Aku yang spontan menoleh ke belakang, lekas mengelus dada. Mas Zaid kenapa muncul tiba-tiba kayak makhluk astral?! Kan, aku jadi sedikit terlonjak tadi.

"Ke ruang tamu."

Sekarang? Atau besok? Lusa, mungkin?

Otakku masih mencerna, sedangkan si pembuat onar tanpa permisi menutup pintu kamar. Dia kira mudah kali memahami ucapannya yang kadang singkat, padat, dan tidak jelas itu!

Aku mendengkus sebelum beranjak mengganti mukena dengan jilbab instan sedada. Dengan daster cokelat bermotif bunga berwarna krem serta jilbab cokelat agak terang, aku bersiap ke ruang tamu. Namun, sebelum itu, jangan lupa kasih serum dan krim malam. 

Oh, ya, suamiku yang eh, bagaimana ya, menyebutnya? Intinya, suamiku yang tadi baru kelur kamar itu—biar begitu kelakuannya—kewajiban soal skincare istri tidak pernah absen dia penuhi.

Usai merasa penampilan sudah pantas, aku bergegas keluar kamar. Sebenarnya ragu mau lanjut kala terdengar suara tawa orang-orang dari ruang tamu. Kepala sedang menebak-nebak siapa gerangan tamu yang mengharuskan aku ikut keluar dari kamar. Sebelum aku sadar siapa aku hingga harus ada saat ada tamu di rumah besar Tuan Zaid.

Malam-malam begini, apa geng sosialita Bu Mareta melakukan arisan? Namun, kenapa harus di rumah anak sulungnya itu? 

Entah sejak kapan Tuan Zaid punya rumah dan memutuskan tinggal sendiri. Jelasnya, saat aku mulai bekerja dengannya, aku sudah berada di sini. Mungkin, bagi orang kaya seperti Bu Mareta tidak masalah bila anaknya memilih tinggal dan punya rumah sendiri.

Aku yang baru sampai, hanya bisa berdiri sedikit menjauh dari sofa yang diduduki oleh Ibu Mareta dan ... wanita yang mungkin saja calon besannya. Tatapanku tanpa tahu diri malah nyasar ke arah suami yang duduk bersama Andine yang digadang-gadang sebagai calon istrinya. Kedua orang itu duduk di sofa yang berhadapan dengan orang tua mereka. 

Seolah lupa padaku, Mas Zaid malah asik menyuapi Andine brownies cokelat keju. Wanita itu tersenyum sesekali menunduk. Tampang Mas Zaid memang memperlihatkan senyuman tipis, tapi aku yakin segitu saja sudah cukup membuat Andine meleleh.

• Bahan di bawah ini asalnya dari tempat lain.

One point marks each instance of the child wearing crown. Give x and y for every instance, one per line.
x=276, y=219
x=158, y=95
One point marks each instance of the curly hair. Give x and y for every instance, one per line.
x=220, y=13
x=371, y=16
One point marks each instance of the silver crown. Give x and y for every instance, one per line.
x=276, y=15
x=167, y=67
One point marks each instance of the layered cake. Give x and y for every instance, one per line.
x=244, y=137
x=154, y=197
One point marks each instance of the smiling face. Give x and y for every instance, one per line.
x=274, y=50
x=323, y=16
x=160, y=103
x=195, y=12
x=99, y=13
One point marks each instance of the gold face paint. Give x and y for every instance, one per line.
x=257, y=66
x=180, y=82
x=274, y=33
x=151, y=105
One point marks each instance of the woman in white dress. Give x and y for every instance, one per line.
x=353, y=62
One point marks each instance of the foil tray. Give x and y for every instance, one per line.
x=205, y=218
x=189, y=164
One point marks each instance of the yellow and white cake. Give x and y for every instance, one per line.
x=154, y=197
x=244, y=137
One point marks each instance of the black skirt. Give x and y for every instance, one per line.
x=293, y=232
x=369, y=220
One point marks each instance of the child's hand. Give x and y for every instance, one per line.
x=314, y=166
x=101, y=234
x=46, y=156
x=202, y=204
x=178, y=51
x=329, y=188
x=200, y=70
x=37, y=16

Bahkan aku yang melihatnya pun, cukup membuatku hancur.

Coba kuhitung lagi sudah berapa kali kira-kira Mas Zaid menyuapiku begitu. Jawabannya tidak ada!

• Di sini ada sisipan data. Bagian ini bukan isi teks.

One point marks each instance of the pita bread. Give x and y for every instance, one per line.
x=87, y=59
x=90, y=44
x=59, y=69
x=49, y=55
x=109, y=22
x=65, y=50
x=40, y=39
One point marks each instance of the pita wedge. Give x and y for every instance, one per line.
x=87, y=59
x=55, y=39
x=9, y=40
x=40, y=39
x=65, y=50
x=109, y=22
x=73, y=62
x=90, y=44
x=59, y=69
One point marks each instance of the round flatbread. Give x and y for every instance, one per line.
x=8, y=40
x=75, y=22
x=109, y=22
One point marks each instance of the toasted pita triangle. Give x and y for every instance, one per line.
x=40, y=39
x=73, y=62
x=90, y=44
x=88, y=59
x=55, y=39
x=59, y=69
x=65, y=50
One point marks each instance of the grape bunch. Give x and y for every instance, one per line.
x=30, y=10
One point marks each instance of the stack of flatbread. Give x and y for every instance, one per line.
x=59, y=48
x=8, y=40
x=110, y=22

Sebagai istri—walau nyaris tak tampak—ingin rasanya aku berlari ke sana dan menerjang tubuh ke dua orang itu. Menjambak rambut keduanya, setidaknya sampai sejumput helai rambut berhasil aku cabut dengan akar-akarnya.

Baiklah, hormon kehamilan tampaknya sangat menyeramkan. Entah dari mana pemikiran saitan itu.

Tahan, Reen, tahan! Please, jangan nangis di sini. Bikin malu!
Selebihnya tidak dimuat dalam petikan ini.